Recent googling brought me to a website by Arthur Wuster who wrote an essay about scientific research. I find that it is interesting to read such an essay from a researcher and shared the translated version here. All below are copyright of his work.

Who dares wins: Why we need more risk research

Abstract: The most important scientific findings are not predictable. For this reason, they are often targeted research projects, but the chance. Is it possible to meet by chance? In this essay I argue that this is feasible, and that this two conditions must be met. First, research teams from as far as possible and not by individual researchers or scientists are operated: today is the majority of the major findings of research teams. Second, these teams of experts belonging to several different fields, be composed.

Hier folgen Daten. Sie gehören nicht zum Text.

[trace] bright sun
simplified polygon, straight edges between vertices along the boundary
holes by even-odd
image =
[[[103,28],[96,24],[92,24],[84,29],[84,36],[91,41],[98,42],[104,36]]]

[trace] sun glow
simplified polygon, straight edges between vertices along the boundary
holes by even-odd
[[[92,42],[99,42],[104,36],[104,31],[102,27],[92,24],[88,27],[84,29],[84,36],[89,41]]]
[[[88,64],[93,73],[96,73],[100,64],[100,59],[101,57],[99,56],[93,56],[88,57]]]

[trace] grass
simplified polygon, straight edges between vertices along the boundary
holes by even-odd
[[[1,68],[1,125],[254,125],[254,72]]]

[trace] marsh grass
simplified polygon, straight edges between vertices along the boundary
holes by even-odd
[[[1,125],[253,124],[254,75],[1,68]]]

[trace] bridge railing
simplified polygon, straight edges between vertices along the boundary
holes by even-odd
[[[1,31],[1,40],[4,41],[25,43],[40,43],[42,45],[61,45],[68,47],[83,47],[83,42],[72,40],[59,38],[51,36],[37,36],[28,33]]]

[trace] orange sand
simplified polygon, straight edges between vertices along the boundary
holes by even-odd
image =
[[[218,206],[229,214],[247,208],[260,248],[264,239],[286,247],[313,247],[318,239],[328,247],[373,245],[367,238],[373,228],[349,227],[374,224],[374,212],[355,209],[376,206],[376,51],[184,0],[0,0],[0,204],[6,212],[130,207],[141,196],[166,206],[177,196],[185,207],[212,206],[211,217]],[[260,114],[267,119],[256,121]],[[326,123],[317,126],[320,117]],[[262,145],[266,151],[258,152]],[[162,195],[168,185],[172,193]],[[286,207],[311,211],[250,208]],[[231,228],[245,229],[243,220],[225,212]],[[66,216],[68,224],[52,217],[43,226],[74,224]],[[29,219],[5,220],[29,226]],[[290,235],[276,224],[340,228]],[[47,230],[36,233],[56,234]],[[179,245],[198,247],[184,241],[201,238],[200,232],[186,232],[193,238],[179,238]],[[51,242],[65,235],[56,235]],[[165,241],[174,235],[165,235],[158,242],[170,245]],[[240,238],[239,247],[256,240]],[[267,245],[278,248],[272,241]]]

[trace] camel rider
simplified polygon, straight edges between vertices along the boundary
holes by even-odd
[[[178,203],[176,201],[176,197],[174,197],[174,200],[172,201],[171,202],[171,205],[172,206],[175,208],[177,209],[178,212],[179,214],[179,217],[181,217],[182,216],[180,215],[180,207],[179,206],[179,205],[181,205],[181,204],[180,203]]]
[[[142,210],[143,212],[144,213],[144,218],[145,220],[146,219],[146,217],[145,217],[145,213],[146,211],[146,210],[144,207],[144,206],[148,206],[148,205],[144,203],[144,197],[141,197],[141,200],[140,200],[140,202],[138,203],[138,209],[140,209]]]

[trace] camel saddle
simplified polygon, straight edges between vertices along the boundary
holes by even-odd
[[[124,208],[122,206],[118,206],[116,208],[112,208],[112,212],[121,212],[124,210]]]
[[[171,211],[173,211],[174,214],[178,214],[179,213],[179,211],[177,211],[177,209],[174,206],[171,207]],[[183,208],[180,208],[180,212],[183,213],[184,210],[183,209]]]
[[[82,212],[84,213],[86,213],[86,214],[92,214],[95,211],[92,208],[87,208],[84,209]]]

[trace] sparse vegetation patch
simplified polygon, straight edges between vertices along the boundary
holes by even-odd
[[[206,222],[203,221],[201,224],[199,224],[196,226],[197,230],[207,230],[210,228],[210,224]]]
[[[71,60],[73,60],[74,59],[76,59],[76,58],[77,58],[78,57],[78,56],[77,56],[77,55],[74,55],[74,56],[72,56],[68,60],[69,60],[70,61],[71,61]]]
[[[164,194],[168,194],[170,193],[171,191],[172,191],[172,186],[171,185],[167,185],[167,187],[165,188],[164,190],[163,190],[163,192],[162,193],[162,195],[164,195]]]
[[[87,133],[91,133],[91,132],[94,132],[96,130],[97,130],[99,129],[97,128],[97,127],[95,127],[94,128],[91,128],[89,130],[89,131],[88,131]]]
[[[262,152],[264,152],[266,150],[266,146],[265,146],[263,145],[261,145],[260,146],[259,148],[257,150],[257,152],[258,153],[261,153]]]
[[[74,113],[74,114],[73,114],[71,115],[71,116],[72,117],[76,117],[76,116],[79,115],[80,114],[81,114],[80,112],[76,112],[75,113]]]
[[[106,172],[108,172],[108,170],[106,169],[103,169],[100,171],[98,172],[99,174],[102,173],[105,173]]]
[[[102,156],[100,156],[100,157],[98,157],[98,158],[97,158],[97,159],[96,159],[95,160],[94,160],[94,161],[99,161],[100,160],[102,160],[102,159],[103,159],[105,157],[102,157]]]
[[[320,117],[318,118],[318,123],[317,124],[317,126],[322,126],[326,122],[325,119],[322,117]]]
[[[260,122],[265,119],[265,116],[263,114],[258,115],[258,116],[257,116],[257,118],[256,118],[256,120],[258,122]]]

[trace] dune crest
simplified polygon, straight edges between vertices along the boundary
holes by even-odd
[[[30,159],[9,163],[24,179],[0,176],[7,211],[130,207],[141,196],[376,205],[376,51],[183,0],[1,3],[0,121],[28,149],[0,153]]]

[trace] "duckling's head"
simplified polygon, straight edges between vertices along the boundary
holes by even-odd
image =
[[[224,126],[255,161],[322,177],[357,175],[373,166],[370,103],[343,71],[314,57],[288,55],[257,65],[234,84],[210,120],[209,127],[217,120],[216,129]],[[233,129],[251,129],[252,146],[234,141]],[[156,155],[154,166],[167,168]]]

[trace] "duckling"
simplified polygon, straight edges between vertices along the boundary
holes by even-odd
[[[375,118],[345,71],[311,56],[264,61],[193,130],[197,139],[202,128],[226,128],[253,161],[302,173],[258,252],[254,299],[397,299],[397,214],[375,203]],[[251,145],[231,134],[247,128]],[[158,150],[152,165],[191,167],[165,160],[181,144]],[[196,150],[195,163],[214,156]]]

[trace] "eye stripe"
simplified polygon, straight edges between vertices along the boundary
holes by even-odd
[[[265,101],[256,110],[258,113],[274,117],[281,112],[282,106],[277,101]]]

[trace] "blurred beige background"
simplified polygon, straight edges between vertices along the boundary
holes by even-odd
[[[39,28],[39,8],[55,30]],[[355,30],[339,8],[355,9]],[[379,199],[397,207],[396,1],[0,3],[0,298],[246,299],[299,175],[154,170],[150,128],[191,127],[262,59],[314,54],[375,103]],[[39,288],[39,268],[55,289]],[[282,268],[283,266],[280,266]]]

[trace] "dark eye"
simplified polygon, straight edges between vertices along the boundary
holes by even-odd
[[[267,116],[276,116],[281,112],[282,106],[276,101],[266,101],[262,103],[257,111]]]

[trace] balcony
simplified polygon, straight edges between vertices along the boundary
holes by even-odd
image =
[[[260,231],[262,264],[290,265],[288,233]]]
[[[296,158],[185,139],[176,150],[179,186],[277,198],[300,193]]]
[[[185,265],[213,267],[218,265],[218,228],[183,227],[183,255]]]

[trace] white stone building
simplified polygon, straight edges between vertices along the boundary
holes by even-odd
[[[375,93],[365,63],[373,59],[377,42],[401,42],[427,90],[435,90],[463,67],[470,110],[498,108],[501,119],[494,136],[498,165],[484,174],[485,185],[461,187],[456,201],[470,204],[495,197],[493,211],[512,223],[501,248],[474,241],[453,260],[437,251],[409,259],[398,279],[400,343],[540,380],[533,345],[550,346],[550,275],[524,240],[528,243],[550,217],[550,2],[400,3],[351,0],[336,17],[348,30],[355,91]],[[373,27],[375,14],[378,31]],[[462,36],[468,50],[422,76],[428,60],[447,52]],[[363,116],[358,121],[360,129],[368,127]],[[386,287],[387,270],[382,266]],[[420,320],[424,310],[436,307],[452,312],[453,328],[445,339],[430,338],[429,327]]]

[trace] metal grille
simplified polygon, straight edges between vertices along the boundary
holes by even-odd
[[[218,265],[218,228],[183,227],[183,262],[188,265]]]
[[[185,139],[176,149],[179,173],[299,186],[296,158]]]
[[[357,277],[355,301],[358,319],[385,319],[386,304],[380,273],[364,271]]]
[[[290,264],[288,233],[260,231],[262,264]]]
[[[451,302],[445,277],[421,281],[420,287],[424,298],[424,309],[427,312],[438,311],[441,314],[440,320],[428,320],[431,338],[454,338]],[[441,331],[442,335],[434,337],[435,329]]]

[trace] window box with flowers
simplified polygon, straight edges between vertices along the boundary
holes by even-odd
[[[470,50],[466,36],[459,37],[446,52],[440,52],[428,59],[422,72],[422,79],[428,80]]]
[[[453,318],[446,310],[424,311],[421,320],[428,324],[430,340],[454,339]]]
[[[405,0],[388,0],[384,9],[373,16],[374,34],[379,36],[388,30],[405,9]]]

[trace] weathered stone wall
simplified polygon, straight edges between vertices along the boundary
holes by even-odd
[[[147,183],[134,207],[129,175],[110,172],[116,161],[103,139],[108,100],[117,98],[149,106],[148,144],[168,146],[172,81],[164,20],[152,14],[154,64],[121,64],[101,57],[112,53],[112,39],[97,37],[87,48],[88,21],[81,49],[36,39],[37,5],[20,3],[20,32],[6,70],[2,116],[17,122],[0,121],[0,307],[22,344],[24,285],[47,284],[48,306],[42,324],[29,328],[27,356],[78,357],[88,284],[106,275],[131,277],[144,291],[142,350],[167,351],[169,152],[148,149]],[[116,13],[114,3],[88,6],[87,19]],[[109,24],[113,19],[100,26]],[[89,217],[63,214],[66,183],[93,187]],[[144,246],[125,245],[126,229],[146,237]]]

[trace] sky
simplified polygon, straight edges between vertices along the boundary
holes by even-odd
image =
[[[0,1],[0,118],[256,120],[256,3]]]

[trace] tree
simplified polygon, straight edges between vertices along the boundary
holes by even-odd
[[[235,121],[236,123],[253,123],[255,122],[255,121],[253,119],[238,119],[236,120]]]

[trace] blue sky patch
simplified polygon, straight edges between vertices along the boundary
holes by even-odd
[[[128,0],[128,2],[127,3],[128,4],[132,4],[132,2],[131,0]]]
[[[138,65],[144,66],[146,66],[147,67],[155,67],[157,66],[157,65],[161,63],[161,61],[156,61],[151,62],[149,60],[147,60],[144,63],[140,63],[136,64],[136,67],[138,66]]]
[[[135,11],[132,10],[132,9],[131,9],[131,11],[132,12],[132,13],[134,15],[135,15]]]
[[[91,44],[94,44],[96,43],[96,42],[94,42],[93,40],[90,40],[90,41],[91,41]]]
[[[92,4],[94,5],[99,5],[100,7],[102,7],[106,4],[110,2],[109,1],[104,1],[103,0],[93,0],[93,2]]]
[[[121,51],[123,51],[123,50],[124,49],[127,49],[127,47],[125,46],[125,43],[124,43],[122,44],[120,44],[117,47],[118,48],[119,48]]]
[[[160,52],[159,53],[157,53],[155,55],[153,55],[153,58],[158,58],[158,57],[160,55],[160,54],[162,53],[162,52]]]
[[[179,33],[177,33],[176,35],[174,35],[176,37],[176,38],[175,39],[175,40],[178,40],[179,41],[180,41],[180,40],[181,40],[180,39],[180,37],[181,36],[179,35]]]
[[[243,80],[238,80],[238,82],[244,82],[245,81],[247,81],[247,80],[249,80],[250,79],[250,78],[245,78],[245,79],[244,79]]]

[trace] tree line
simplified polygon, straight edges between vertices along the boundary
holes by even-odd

The research projects engaged in such interdisciplinary teams are concerned, although often without results, but in a few cases the results will exceed all expectations. Interdisciplinary research is therefore full of risk, but we can not afford not to take this risk.
Theme: Science Without Borders: How can progress be achieved through interdisciplinary cooperation?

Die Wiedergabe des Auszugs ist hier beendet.